Interview de Franck Morel, avocat associé Barthélémy avocats, membre du groupe de travail qui a produit le rapport Sauver le dialogue social , parue dans Les Echos , le 25 janvier 2016. Propos recueillis par Leïla de Comarmond

Quels sont, selon vous, les ingrédients d'une réforme réussie du Code du travail ?
Le mot-clef doit être la sécurité. Attention au mirage de la fausse simplicité, c'est-à-dire de l'édiction de principes vagues rencontrant l'assentiment de tous. Ce qui est flou, imprécis, général doit être interprété. Cela donne la clef aux juges a posteriori. Exemple : le principe de faveur, selon lequel entre deux normes, on doit appliquer la plus favorable pour le salarié. La future réforme du Code du travail doit viser l'inversion de la hiérarchie des normes pour privilégier l'entreprise comme niveau de fixation des règles, au plus près du terrain. Mais le principe de faveur peut conduire à relativiser ce déplacement souhaitable du lieu de construction de la norme.

L'exécutif maintient l'ambiguïté sur la place de la branche dans le futur dispositif. Quelle doit-elle être ?
Il faut mieux préciser son rôle. Privilégier le niveau de l'entreprise est souhaitable, à trois exceptions près où la branche doit imposer ses règles : les très petites entreprises, qui ne sont pas armées pour négocier des accords ; la mutualisation de la protection sociale, de la formation ; l'égalisation des conditions de concurrence. Sur ce dernier point, je plaide pour un champ restreint : peut-être les indemnités de rupture, assurément les grilles de classification et le salaire minimum… Le rapport de l'Institut Montaigne auquel j'ai contribué propose ainsi que le SMIC soit fixé par les branches. Si c'était le cas, cela ne signifierait pas une diminution de leur pouvoir, bien au contraire. Cela implique aussi que le mouvement de regroupement des branches engagé par le gouvernement aille à son terme.

Faut-il imposer des accords majoritaires systématiquement ?
C'est une évolution inéluctable, qui s'inscrit dans le prolongement de la réforme de la représentativité syndicale prévue dans la loi du 20 août 2008. Et cela fonctionne. Regardez ce qui se passe pour les plans de sauvegarde de l'emploi. Avant la loi de 2013, à peu près un accord de méthode sur quatre était signé avec les syndicats sans exigence majoritaire. Depuis, on est à 60 % d'accords majoritaires signés.
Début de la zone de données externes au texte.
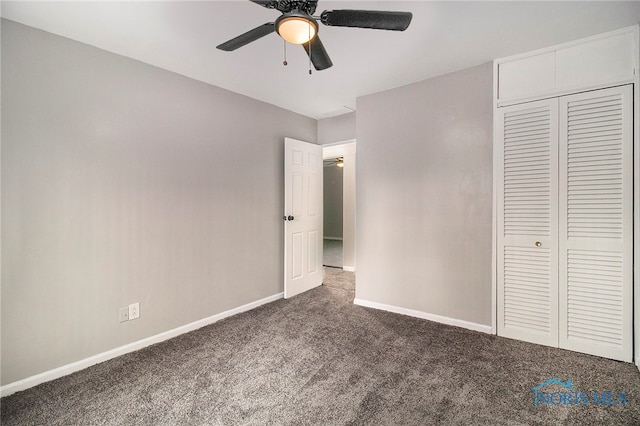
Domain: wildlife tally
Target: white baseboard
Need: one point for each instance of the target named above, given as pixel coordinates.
(424, 315)
(131, 347)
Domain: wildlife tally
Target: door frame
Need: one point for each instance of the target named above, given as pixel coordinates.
(347, 150)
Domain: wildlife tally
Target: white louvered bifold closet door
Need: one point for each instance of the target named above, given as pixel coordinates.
(527, 222)
(595, 227)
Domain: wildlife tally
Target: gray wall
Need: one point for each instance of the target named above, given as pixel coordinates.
(333, 202)
(126, 183)
(424, 196)
(337, 129)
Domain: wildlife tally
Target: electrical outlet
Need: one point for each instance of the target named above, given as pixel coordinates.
(124, 314)
(134, 310)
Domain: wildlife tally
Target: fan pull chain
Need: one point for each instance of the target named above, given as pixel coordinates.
(309, 49)
(285, 53)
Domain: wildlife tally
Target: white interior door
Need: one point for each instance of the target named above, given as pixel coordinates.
(596, 229)
(528, 221)
(303, 218)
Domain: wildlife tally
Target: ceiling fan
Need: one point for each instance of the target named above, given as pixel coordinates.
(298, 25)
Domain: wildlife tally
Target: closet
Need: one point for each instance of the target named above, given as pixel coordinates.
(564, 196)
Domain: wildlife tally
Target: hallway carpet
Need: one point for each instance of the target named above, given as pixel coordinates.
(317, 359)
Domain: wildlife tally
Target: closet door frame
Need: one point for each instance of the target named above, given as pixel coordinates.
(596, 250)
(527, 243)
(632, 77)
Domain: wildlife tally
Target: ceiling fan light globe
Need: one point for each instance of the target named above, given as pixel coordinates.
(296, 29)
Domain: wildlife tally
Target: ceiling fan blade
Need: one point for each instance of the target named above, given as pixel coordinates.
(376, 19)
(248, 37)
(319, 56)
(269, 4)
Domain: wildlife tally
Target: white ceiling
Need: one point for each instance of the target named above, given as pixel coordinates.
(181, 36)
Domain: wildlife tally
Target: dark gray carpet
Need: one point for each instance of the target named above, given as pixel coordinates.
(318, 359)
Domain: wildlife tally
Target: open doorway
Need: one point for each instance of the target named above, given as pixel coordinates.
(339, 205)
(333, 211)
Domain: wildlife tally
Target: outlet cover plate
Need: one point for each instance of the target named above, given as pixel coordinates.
(134, 310)
(124, 314)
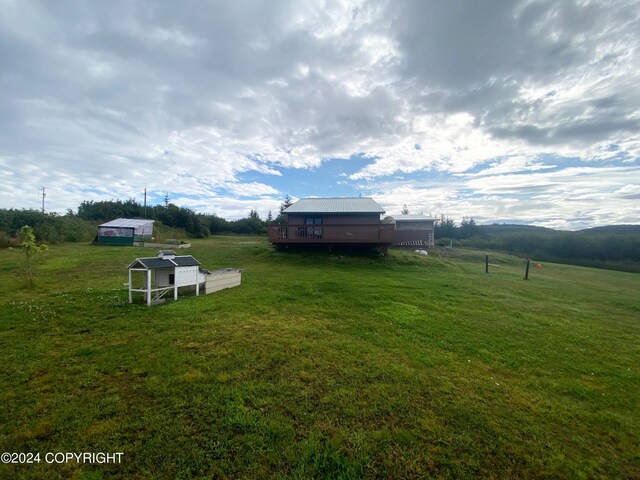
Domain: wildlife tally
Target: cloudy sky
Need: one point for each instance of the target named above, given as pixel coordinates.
(507, 111)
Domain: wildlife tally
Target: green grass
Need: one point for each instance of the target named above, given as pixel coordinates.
(322, 366)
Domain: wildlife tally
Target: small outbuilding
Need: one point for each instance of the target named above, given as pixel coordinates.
(168, 272)
(125, 231)
(413, 231)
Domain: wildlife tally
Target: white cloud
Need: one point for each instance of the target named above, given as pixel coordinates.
(105, 99)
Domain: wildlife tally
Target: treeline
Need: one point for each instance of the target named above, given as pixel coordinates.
(615, 251)
(195, 225)
(47, 227)
(619, 251)
(83, 225)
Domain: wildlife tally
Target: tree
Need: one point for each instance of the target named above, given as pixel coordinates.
(445, 227)
(30, 248)
(286, 203)
(468, 227)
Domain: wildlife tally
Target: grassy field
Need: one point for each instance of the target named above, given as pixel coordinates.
(322, 366)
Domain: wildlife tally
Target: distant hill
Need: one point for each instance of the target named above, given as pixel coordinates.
(499, 229)
(613, 230)
(615, 246)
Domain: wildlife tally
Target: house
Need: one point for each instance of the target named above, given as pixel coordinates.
(334, 221)
(124, 231)
(413, 230)
(167, 272)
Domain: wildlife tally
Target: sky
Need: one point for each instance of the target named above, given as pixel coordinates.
(502, 110)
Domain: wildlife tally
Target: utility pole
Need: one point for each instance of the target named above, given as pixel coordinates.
(43, 194)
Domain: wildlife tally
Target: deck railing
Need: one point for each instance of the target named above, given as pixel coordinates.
(332, 233)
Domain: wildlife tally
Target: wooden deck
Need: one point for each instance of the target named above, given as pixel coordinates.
(371, 233)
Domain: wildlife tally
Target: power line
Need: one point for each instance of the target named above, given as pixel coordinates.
(43, 194)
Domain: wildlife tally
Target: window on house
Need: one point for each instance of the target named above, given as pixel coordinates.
(315, 231)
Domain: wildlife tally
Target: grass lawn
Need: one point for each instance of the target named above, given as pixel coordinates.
(322, 366)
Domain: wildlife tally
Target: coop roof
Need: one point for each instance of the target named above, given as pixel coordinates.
(335, 205)
(127, 223)
(152, 263)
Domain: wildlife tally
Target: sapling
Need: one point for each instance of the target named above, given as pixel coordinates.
(30, 248)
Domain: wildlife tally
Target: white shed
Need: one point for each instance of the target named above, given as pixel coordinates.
(168, 272)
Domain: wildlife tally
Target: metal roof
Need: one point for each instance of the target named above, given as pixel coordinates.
(127, 223)
(412, 218)
(335, 205)
(152, 263)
Faut-il aussi que l'accord d'entreprise s'impose au contrat de travail ?
Oui. Il faut une règle simple. Mais la question importante concerne les conséquences du refus par le salarié de la modification de son contrat de travail. Que se passe-t-il si un ou plusieurs salariés refusent ? Je ne suis pas partisan de contraindre les réfractaires à la démission. Mais plutôt de s'inspirer du mécanisme que prévoyait la loi Aubry sur les 35 heures. En cas de refus par un salarié de la modification de son contrat de travail, c'était un motif sui generis de licenciement et non un licenciement économique. Il faut aller plus loin et créer un régime de licenciement ad hoc avec des indemnités moins élevées que pour un licenciement économique pour éviter que cela se transforme en un faux plan de départ volontaire.

Ne craignez-vous pas avec une loi "light" un renforcement du poids de la jurisprudence ?
C'est un risque fort auquel on doit être attentif. Il faut trouver la bonne maille entre un principe général trop imprécis qui ne simplifie rien et un luxe de détails. C'est aussi un des enjeux essentiels de la réforme. Il faut, en outre, que la norme négociée ne soit pas regardée par le juge comme la décision unilatérale. Pour ce faire, le législateur pourrait peut-être s'inspirer… de la jurisprudence de la Cour de cassation. Dans un arrêt du 27 janvier 2015, elle a affirmé que les différences de traitement conventionnelles sont présumées justifiées sauf à ce que le demandeur démontre qu'elles ne reposent pas sur des considérations de nature professionnelle.